A nice number is a natural number such that its square and cube combined contain all digits exactly once, without needing to use any leading zeros. It is already known that 69 is the only nice number in base ten, and so far, no nice number has been found in any other base either.

Currently, the bases up to 48 have been completely searched for nice numbers, with none found, aside from 69 in base 10. You can see https://nicenumbers.net/ for the current status of the serach, as well as @Conflux's last post about it: https://beautifulthorns.wixsite.com/home/post/progress-update-on-the-search-for-nice-numbers

As you can see, it is estimated that there should be about one nice number by the time we get to base 118, but this is only an estimate.

This market resolves once the next nice number is found, provided that all bases smaller than the one it is nice in have been exhaustively checked (or otherwise proven not to have nice numbers).

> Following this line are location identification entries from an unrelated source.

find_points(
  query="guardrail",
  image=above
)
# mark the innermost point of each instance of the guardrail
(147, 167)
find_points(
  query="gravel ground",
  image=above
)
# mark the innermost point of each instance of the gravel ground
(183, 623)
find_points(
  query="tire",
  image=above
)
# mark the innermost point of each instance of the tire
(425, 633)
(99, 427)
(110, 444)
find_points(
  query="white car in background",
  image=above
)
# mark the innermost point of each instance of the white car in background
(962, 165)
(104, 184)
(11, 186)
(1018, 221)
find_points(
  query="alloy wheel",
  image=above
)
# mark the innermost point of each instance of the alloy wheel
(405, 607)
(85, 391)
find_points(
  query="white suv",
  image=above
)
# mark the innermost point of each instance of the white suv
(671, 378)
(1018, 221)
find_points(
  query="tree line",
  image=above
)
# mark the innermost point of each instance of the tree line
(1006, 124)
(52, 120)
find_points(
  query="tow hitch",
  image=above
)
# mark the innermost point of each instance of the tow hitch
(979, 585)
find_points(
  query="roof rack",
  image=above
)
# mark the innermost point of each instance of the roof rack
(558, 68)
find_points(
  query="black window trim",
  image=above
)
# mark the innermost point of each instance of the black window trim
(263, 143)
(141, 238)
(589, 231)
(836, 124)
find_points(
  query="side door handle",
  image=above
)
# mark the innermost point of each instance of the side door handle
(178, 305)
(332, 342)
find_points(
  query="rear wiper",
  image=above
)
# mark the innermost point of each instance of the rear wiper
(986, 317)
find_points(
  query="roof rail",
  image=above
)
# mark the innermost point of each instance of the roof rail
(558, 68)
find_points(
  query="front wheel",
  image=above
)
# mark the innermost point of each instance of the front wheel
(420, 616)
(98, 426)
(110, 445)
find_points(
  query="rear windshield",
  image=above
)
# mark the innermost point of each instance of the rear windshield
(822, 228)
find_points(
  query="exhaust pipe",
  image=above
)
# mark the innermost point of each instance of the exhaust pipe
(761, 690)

If it is proven that 69 is the only nice number, this will resolve to the last option. If it turns out that somehow the code for the seraches that have been done so far was wrong and there actually is another nice number in a base below 49, then I'll resolve to the "49 - 85" option.

## Related questions

Just saw these markets for the first time. I don't have much time to spend on this now, but I got nerd-sniped, and I might have some observations.

I quickly skimmed the "Progress Update on the Search for Nice Numbers" post, and some parts seem incredible sketchy (wrong?) to me. Are you claiming that for bases 3 mod 4 there are no nice numbers? I don't believe that. Are you sure the argument is not accidentally using the (wrong) claim that digit-sum(x^2)=(digit-sum(x))^2 mod (b-1)?

Is there any exponential improvement over brute force search for nice numbers? Or is the complexity to check all cases for base b still roughly O(b^(b/5))? I have some ideas to do this exponentially faster (probably still not fast enough to get to another nice number)

@FlorisvanDoorn oh ignore my first point. The argument seems valid. I should stop thinking about this and go to sleep.

@FlorisvanDoorn The proof in the blog post goes through some steps quickly, but it is definitely valid. To spell it out fully, if x is nice, then x^2+x^3 ≡ b(b-1)/2 (mod b-1). This is because any number is congruent to the sum of its digits in base b, mod b-1, and we know that the sum of the digits in x^2 and x^3 must be the (b-1)th triangular number, b(b-1)/2. If b ≡ 3 (mod 4), then b must be odd, so (b-1)/2 is an integer. This means that b(b-1)/2 ≡ (b-1)/2 (mod b-1), since b ≡ 1 (mod b-1). Then, writing b as 4k+3, we find that x^2+x^3 ≡ 2k+1 (mod b-1) for some k. But 2k+1 is odd, while b-1 is even, so this tells us that x^2+x^3 is odd, since it's residue modulo an even number is odd. On the other hand, we know that x^2+x^3 is always even for any integer x. This is a contradiction, so there are guaranteed to never be nice numbers for bases that are 3 mod 4.

@FlorisvanDoorn As for the first one, yeah, I'm pretty sure no one has found an exponential improvement over brute force.